If the right hon. Gentleman will write to me setting out where the element of confusion lies, I shall certainly look into the matter. As I understand it, the administration of this part of our immigration control is carried out with a good deal of flexibility and despatch.

Mr. Sims

In view of the increasing rate of unemployment in this country, particularly among immigrant communities, does the hon. Gentleman believe that he was wise to increase the voucher quota at this time?

Mr. Lyon

Since the early 1960s both Conservative and Labour Governments have given an assurance to Asian passport holders in East Africa—and it should be recollected that they have the same citizenship as we have—that they will be admitted here if they are not allowed to remain in their country of origin in East Africa. It is because we believe that it is better to get rid of that commitment as soon as possible that we have increased the number of vouchers. However, that does not mean that the total number of those coming in will increase. It means that these people will come in quicker. We hope that the commitment will be fulfilled by the end of this decade.

Mr. Marten

Has the Minister's Department got the mechanics to identify immigrants from the West Indian and Indian Ocean Islands of Martinique, Guadaloupe and Réunion, and separate them?
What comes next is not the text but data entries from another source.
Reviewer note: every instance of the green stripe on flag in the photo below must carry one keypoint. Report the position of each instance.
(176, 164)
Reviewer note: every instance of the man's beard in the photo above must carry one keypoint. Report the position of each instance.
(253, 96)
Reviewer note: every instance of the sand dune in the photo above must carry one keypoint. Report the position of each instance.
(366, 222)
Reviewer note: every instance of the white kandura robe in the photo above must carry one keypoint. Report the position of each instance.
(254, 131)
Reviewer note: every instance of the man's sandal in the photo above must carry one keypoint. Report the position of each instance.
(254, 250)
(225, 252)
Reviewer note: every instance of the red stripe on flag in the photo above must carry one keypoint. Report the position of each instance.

That might be to the benefit of those who approved of the Common Market and yet who object to the immigration of coloured people—because those islands are part of metropolitan France?

Mr. Lyon

So far we do not have that problem, and I hope that we shall not have it. In relation to United Kingdom passport holders, the problem involves a limited number of people in East Africa. That limited number is decreasing fast and we expect it to be zero by the end of this decade.